Saints celebrated on the 20th of May
Prayer to the Angels and the Saints
Heavenly Father, in praising Your Angels and Saints we praise Your glory, for by honouring them we honour You, their Creator. Their splendour shows us Your greatness, which infinitely surpasses that of all creation.
In Your loving providence, You saw fit to send Your Angels to watch over us. Grant that we may always be under their protection and one day enjoy their company in heaven.
Heavenly Father, You are glorified in Your Saints, for their glory is the crowning of Your gifts. You provide an example for us by their lives on earth, You give us their friendship by our communion with them, You grant us strength and protection through their prayer for the Church, and You spur us on to victory over evil and the prize of eternal glory by this great company of witnesses.
Grant that we who aspire to take part in their joy may be filled with the Spirit that blessed their lives, so that, after sharing their faith on earth, we may also experience their peace in heaven. Amen.

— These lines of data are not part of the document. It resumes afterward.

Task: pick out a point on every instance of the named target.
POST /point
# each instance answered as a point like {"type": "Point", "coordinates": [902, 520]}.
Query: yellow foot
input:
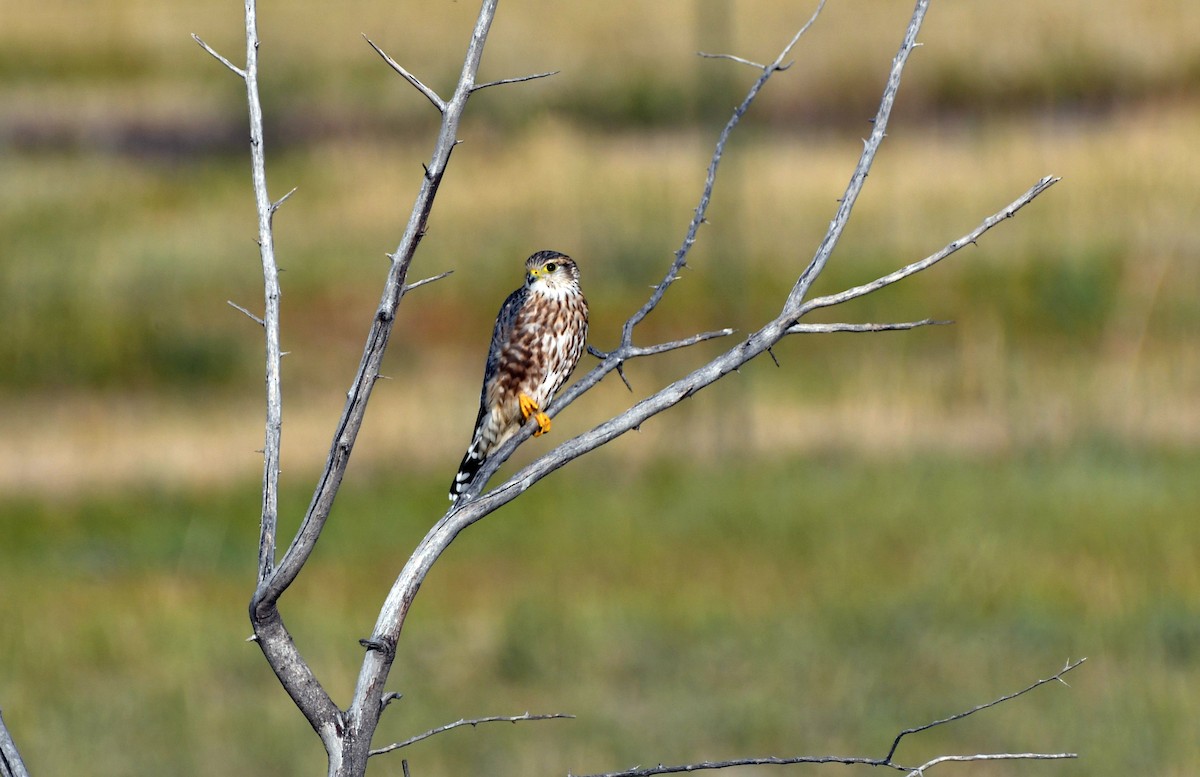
{"type": "Point", "coordinates": [529, 408]}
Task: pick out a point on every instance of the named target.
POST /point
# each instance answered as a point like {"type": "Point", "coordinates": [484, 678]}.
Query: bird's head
{"type": "Point", "coordinates": [551, 272]}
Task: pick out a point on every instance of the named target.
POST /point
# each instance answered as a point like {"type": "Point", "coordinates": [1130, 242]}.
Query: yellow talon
{"type": "Point", "coordinates": [529, 408]}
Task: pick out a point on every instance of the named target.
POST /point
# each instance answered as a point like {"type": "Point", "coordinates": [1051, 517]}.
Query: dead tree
{"type": "Point", "coordinates": [347, 734]}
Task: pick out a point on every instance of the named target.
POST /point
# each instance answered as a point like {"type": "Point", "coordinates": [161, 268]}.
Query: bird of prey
{"type": "Point", "coordinates": [540, 333]}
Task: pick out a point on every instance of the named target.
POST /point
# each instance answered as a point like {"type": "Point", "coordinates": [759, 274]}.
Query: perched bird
{"type": "Point", "coordinates": [540, 333]}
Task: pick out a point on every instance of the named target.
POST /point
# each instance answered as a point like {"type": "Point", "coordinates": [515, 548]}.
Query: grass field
{"type": "Point", "coordinates": [804, 559]}
{"type": "Point", "coordinates": [802, 606]}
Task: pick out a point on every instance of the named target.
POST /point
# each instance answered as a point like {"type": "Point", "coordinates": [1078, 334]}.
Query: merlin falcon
{"type": "Point", "coordinates": [540, 333]}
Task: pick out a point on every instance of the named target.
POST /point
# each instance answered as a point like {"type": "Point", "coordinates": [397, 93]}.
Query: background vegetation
{"type": "Point", "coordinates": [883, 530]}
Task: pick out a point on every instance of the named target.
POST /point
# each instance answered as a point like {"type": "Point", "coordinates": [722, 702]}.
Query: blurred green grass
{"type": "Point", "coordinates": [797, 606]}
{"type": "Point", "coordinates": [807, 559]}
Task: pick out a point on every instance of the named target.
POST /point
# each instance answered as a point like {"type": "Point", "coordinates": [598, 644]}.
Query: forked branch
{"type": "Point", "coordinates": [887, 762]}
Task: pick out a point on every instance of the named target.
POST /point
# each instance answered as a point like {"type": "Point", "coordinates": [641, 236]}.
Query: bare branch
{"type": "Point", "coordinates": [519, 79]}
{"type": "Point", "coordinates": [858, 178]}
{"type": "Point", "coordinates": [271, 636]}
{"type": "Point", "coordinates": [942, 759]}
{"type": "Point", "coordinates": [825, 329]}
{"type": "Point", "coordinates": [886, 762]}
{"type": "Point", "coordinates": [280, 202]}
{"type": "Point", "coordinates": [432, 96]}
{"type": "Point", "coordinates": [1008, 211]}
{"type": "Point", "coordinates": [417, 284]}
{"type": "Point", "coordinates": [661, 348]}
{"type": "Point", "coordinates": [208, 48]}
{"type": "Point", "coordinates": [895, 744]}
{"type": "Point", "coordinates": [471, 722]}
{"type": "Point", "coordinates": [252, 317]}
{"type": "Point", "coordinates": [681, 259]}
{"type": "Point", "coordinates": [11, 765]}
{"type": "Point", "coordinates": [767, 760]}
{"type": "Point", "coordinates": [735, 59]}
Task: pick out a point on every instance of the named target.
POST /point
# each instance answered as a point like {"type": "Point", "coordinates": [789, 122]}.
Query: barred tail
{"type": "Point", "coordinates": [471, 464]}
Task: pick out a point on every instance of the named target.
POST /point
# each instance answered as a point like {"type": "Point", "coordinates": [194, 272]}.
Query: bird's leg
{"type": "Point", "coordinates": [529, 408]}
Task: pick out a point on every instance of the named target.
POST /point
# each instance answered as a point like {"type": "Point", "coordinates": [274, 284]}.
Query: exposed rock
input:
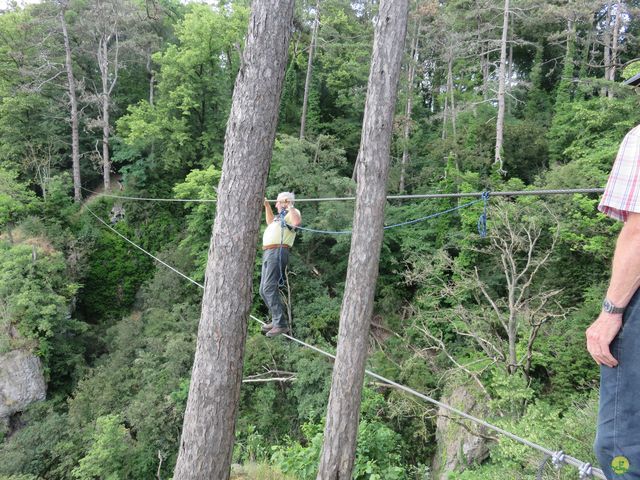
{"type": "Point", "coordinates": [457, 447]}
{"type": "Point", "coordinates": [21, 382]}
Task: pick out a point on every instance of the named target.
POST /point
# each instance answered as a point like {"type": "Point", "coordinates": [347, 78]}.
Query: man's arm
{"type": "Point", "coordinates": [625, 280]}
{"type": "Point", "coordinates": [268, 213]}
{"type": "Point", "coordinates": [296, 218]}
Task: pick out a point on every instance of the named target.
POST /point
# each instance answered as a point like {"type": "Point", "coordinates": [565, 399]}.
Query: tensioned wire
{"type": "Point", "coordinates": [585, 469]}
{"type": "Point", "coordinates": [508, 193]}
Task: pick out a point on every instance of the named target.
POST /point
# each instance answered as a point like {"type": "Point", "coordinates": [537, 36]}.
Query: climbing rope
{"type": "Point", "coordinates": [508, 193]}
{"type": "Point", "coordinates": [585, 469]}
{"type": "Point", "coordinates": [482, 221]}
{"type": "Point", "coordinates": [402, 224]}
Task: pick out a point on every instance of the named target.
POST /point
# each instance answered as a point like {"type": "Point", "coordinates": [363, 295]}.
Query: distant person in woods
{"type": "Point", "coordinates": [278, 238]}
{"type": "Point", "coordinates": [613, 340]}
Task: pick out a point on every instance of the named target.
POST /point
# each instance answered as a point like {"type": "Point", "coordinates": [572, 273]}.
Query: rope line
{"type": "Point", "coordinates": [395, 225]}
{"type": "Point", "coordinates": [585, 469]}
{"type": "Point", "coordinates": [512, 193]}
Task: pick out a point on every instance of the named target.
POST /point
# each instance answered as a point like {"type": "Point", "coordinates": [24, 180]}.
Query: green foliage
{"type": "Point", "coordinates": [36, 294]}
{"type": "Point", "coordinates": [186, 125]}
{"type": "Point", "coordinates": [16, 200]}
{"type": "Point", "coordinates": [378, 453]}
{"type": "Point", "coordinates": [114, 272]}
{"type": "Point", "coordinates": [109, 454]}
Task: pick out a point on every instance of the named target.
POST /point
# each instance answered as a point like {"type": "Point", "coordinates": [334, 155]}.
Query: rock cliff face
{"type": "Point", "coordinates": [457, 447]}
{"type": "Point", "coordinates": [21, 382]}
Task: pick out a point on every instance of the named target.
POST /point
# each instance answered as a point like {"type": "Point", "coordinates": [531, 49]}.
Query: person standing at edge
{"type": "Point", "coordinates": [613, 340]}
{"type": "Point", "coordinates": [277, 239]}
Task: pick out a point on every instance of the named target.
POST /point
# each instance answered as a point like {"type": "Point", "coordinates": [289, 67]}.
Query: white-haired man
{"type": "Point", "coordinates": [613, 340]}
{"type": "Point", "coordinates": [277, 239]}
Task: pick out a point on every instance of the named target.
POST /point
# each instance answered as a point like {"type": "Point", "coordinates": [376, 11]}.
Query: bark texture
{"type": "Point", "coordinates": [501, 88]}
{"type": "Point", "coordinates": [208, 430]}
{"type": "Point", "coordinates": [307, 80]}
{"type": "Point", "coordinates": [73, 100]}
{"type": "Point", "coordinates": [338, 451]}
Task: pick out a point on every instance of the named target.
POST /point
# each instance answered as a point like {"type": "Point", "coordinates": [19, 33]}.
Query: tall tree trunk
{"type": "Point", "coordinates": [307, 80]}
{"type": "Point", "coordinates": [607, 42]}
{"type": "Point", "coordinates": [343, 411]}
{"type": "Point", "coordinates": [106, 161]}
{"type": "Point", "coordinates": [510, 63]}
{"type": "Point", "coordinates": [103, 63]}
{"type": "Point", "coordinates": [501, 89]}
{"type": "Point", "coordinates": [207, 438]}
{"type": "Point", "coordinates": [73, 100]}
{"type": "Point", "coordinates": [406, 131]}
{"type": "Point", "coordinates": [614, 45]}
{"type": "Point", "coordinates": [152, 78]}
{"type": "Point", "coordinates": [451, 92]}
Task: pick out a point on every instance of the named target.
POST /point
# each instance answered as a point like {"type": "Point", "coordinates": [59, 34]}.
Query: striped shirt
{"type": "Point", "coordinates": [622, 194]}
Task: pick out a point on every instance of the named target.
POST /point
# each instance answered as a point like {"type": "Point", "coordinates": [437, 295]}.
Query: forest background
{"type": "Point", "coordinates": [131, 98]}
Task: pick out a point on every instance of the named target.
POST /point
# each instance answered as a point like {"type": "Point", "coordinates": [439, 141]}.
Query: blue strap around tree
{"type": "Point", "coordinates": [482, 221]}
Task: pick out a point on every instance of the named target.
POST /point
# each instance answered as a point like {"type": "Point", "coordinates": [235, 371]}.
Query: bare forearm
{"type": "Point", "coordinates": [295, 217]}
{"type": "Point", "coordinates": [625, 273]}
{"type": "Point", "coordinates": [268, 213]}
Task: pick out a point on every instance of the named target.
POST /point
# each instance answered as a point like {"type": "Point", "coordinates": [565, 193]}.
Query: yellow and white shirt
{"type": "Point", "coordinates": [276, 234]}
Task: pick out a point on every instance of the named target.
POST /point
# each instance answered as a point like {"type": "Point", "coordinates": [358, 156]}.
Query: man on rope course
{"type": "Point", "coordinates": [277, 239]}
{"type": "Point", "coordinates": [613, 340]}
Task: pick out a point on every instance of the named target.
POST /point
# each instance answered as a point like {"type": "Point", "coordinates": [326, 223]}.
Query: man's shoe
{"type": "Point", "coordinates": [275, 331]}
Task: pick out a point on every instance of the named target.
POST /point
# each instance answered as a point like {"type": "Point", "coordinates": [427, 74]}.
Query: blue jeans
{"type": "Point", "coordinates": [274, 263]}
{"type": "Point", "coordinates": [617, 444]}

ST LUCIFER, BISHOP OF CAGLIARI
(Lucifer Calaritanus) [Saint Lucifer was] a bishop who must have been born in the early years of the fourth century; he died in 371.
THE COUNCIL OF MILAN
His birthplace and the circumstances of his youth are unknown. He first appears in ecclesiastical history, in full maturity of strength and abilities, in 354 when he was deputed by Pope Liberius, with the priest Pancratius and the deacon Hilary, to request the Emperor Constantius to convene a council, to deal with the accusations directed against St Athanasius and his previous condemnation.
STRONG LANGUAGE
This council was convened at Milan. Lucifer there defended the Bishop of Alexandria with much passion and in very violent language, thus furnishing the adversaries of the great Alexandrian with a pretext for resentment and further violence, and causing a new condemnation of Athanasius. Constantius, unaccustomed to independence on the part of the bishops, grievously maltreated Lucifer and his colleague, Eusebius of Vercelli. Both were exiled, Lucifer being sent to Germanica, in Syria, and thence to Eleutheropolis in Palestine; he was finally relegated to the Thebaid.
HE WAS BANISHED
In the course of this exile Lucifer wrote an extremely virulent pamphlet entitled “Ad Constantium Augustum pro sancto Athanasio libri II”, an eloquent defence of Catholic orthodoxy, but in such exaggerated language that it overshot the mark and injured the cause it was meant to serve.
THE EXILES RETURNED
Lucifer boasted of his work, and Constantius, tyrant that he was, refrained from further revenge. After the death of Constantius, Julian allowed all the exiles to return to their cities.
Lucifer went to Antioch, and at once meddled in the dissensions which divided the Catholic party. He prolonged and embittered them by consecrating a bishop who appeared to him capable of continuing the opposition to the bishop and party which he judged the weaker under the circumstances.
HE AGGRAVATED THE DISSENTERS
Incapable of tact, he aggravated the dissenters, instead of dealing cautiously with them in order to win them, and displayed special severity towards those Catholics who had wavered in their adherence to the Nicene Creed.
About this time a Council of Alexandria presided over by Saint Athanasius decreed that Arians renouncing their heresy should be pardoned and that bishops who, by compulsion, had temporized with heretics should not be disturbed.
Against this indulgence Lucifer protested, and went so far as to anathematize his former friend, Eusebius of Vercelli, who carried out the decrees of the Council of Alexandria.
HE WITHDREW TO SARDINIA
Seeing that his extreme opinions won partisans neither West nor East, he withdrew to Sardinia, resumed his see, and formed a small sect called the Luciferians. These sectaries pretended that all priests who had participated in Arianism should be deprived of their dignity, and that bishops who recognized the rights of even repentant heretics should be excommunicated.
The Luciferians, being earnestly opposed, commissioned two priests, Marcellinus and Faustinus, to present a petition, the well-known “Libellus precum”, to the Emperor Theodosius, explaining their grievances and claiming protection. The emperor forbade further pursuit of them, and their schism seems not to have lasted beyond this first generation. [St Lucifer died in A.D. 370.]